Epic has 4 major roles(and a bunch of support roles): software development, implementation services, technical services, and quality management.
Software developers are well paid for the area. While it can vary between teams and supervisors, a competent dev should be able to avoid being overworked.
Implementation services travels a ton to go setup new customers. It's definitely a quick burnout position if you don't thrive in that atmosphere. But the ones who do have some of the fastest compensation growth.
Technical services are by far the most overworked because they are assigned to support customers long term. The baseline expectation is 45 hours a week, and most are usually assigned to enough customers that it can exceed 50-55 easily. I would consider Epic to be doing a poor job keeping them from burning out.
Quality managers, who test and document the software, can be overworked depending on team. They are definitely underpaid. They have been the plaintiffs of previous lawsuits against Epic by employees.

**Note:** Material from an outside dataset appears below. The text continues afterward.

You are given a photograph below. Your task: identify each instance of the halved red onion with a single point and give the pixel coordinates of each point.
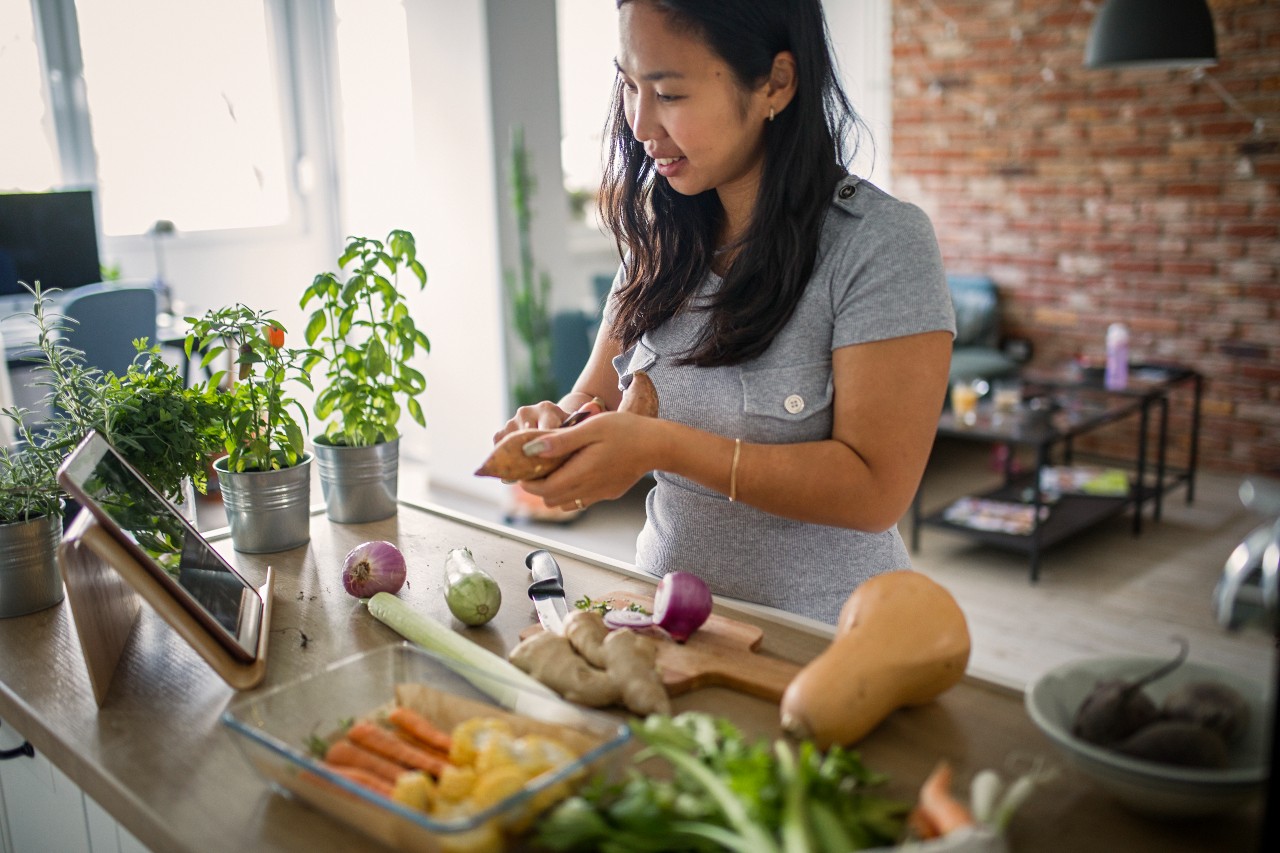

The non-compete is only really effective at making employees wait a year before going to work directly for a customer. I've heard of people getting jobs at customers and just not working directly with Epic until after the year has passed. Developers can easily just go work for a different tech companies right away.
The Covid and remote work stuff was pretty bad. At least they backed down in 2020 after complaints to the county. Unfortunately it took a suicide in 2021 for them to ease up on the "must only work remote in the local area" policy before they started bringing us all back to office at the end of the year. At least they never gave us the impression it was long term like some companies did.